Perizinan IUMK ini pengurusannya cukup di kantor kecamatan masingmasing usaha. Persyaratan yang dibutuhkan adalah: (1) Fotokopi KTP, pas foto 2×4 sebanyak dua lembar, foto kopi Kartu Keluarga, dan surat pengantar Keterangan RT, RW, Kelurahan, dan terakhir yakni Kecamatan. Pengurusan IUMK ini tidak dipungut biaya karena pembiayaannya sudah

dibebankan kepada APBN dan atau APBD. Usaha aplikasi yang termasuk pada kategori mikro dan kecil dapat memanfaatkannya secara optimal agar usahanya memenuhi persyaratan legal.

4. TDP (Tanda Daftar Perusahaan)

TDP adalah surat bukti bahwa perusahaan telah melakukan kewajibannya untuk terdaftar dalam daftar perusahaan. Perusahaan yang wajib didaftar dalam daftar perusahaan adalah badan usaha yang berbadan hukum, Koperasi, CV, Firma dan PT maupun perorangan.

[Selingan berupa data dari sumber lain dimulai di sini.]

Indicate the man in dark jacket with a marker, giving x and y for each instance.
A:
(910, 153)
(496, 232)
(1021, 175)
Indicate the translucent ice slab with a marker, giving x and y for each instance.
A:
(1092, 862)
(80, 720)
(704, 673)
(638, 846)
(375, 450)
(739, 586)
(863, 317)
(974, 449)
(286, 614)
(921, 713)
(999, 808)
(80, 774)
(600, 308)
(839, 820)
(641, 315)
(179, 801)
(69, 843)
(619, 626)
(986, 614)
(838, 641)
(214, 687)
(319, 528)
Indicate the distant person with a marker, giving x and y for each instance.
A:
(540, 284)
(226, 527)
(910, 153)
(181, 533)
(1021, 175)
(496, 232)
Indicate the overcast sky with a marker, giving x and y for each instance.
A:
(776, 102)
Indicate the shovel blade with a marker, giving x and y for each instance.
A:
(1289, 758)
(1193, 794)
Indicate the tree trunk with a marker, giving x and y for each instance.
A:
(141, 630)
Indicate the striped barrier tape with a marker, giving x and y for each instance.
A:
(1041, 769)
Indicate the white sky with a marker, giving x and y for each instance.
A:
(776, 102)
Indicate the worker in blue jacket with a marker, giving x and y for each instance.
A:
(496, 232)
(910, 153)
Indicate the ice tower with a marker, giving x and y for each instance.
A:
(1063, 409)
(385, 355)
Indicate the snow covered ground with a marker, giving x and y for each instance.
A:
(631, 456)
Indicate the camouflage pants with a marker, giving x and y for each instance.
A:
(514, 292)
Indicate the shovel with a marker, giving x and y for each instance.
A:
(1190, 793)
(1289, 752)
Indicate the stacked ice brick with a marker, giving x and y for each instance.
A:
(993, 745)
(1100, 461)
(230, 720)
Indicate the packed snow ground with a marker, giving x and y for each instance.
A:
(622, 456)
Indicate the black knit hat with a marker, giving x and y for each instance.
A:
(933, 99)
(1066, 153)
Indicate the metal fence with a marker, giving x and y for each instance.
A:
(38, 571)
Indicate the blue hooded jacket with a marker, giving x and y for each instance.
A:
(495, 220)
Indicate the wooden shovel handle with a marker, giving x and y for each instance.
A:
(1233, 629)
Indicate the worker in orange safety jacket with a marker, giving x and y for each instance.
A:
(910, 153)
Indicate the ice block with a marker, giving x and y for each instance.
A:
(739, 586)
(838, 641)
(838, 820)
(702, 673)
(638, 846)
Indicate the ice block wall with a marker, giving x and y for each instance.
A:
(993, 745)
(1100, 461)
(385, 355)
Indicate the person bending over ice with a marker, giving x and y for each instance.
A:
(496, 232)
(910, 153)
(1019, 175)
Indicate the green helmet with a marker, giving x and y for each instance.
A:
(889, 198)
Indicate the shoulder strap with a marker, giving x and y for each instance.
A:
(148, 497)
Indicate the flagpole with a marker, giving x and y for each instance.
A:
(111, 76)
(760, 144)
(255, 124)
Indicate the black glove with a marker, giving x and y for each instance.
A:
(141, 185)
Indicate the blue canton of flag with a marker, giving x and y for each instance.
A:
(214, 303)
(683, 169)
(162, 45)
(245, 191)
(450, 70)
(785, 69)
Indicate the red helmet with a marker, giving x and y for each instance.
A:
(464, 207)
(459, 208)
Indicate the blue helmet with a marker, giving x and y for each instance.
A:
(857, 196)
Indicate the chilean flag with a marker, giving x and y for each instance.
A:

Mendaftarkan perusahaan bermanfaat untuk mendapatkan kepastian usaha sehingga mempermudah untuk perluasan usaha. Persyaratan pengurusan izin TDP adalah (1) NPWP perusahaan; (2) KTP dan NPWP dari direktur (Pemilik usaha), dan (3) surat kuasa (bila dikuasakan).

5. HO (Hinderordonnantie)

HO atau Surat Izin Gangguan adalah merupakan surat keterangan yang menyatakan tidak adanya keberatan dan gangguan atas lokasi usaha yang dijalankan oleh suatu kegiatan usaha di suatu tempat. Izin ini dikeluarkan oleh pemerintah daerah kabupaten/kota. HO dikeluarkan khusus bagi usaha yang mempunyai potensi menimbulkan bahaya kerugian dan gangguan, ketentraman dan ketertiban umum.

Persyaratan pengajuan Izin HO adalah sebagai berikut : (1) Fotokopi Surat tanah atau bukti lainnya; (2) Fotokopi KTP; (3) Fotokopi NPWP; (4) Fotokopi Akte Pendirian; (5) Fotokopi Tanda Pelunasan PBB; (6) Persyaratan tidak berkeberatan dari tetangga atau masyarakat yang berdekatan; (7) Daftar bahan baku penunjang; (8) Fotokopi IMB/siteplan.

6. SIUP (Surat Izin Usaha Perdagangan)

Bisnis aplikasi pada dasarnya merupakan salah satu usaha perdagangan sehingga juga memerlukan SIUP. Manfaat pembuatan SIUP utamanya adalah memudahkan masyarakat meminjam dana dari perbankkan, lembaga keuangan non bank, maupun program CSR/PKBL. SIUP diterbitkan oleh pemerintah berdasarkan domisili perusahaan dan berlaku di seluruh Indonesia, dan mempunyai 3 kategori, yaitu:

  • SIUP Kecil, yaitu SIUP yang diterbitkan bagi perusahaan yang memiliki modal disetor dan kekayaan bersih di bawah 200 juta di luar tanah dan bangunan.
  • SIUP Menengah, yaitu SIUP yang yang diterbitkan bagi perusahaan yang memiliki modal disetor dan kekayaan bersih antara 200 juta sampai dengan Rp 500 juta di luar tanah dan bangunan.
  • SIUP Besar, yaitu SIUP yang diterbitkan bagi perusahaan yang memiliki modal disetor dan kekayaan bersih di atas 500 juta di luar tanah dan bangunan.

Pengurusan SIUP membutuhkan kelengkapan persyaratan sebagai berikut: (1) Fotokopi sertifikat badan hukum atau pendiri usaha sebanyak 3 buah;(2) Fotokopi nomor pokok wajib pajak (NPWP) sebanyak 3 buah; (3) Fotokopi izin HO atau gangguan sebanyak 3 lembar; (4) Neraca perusahaan sebanyak 3 buah; dan (5)Gambar denah lokasi kegiatan bisnis. Sedang besarnya biaya berbeda-beda bergantung peraturan daerah kabupaten/kota masing-masing daerah. Pengurusan SIUP dan TDP dibeberapa daerah bisa dilakukan secara online.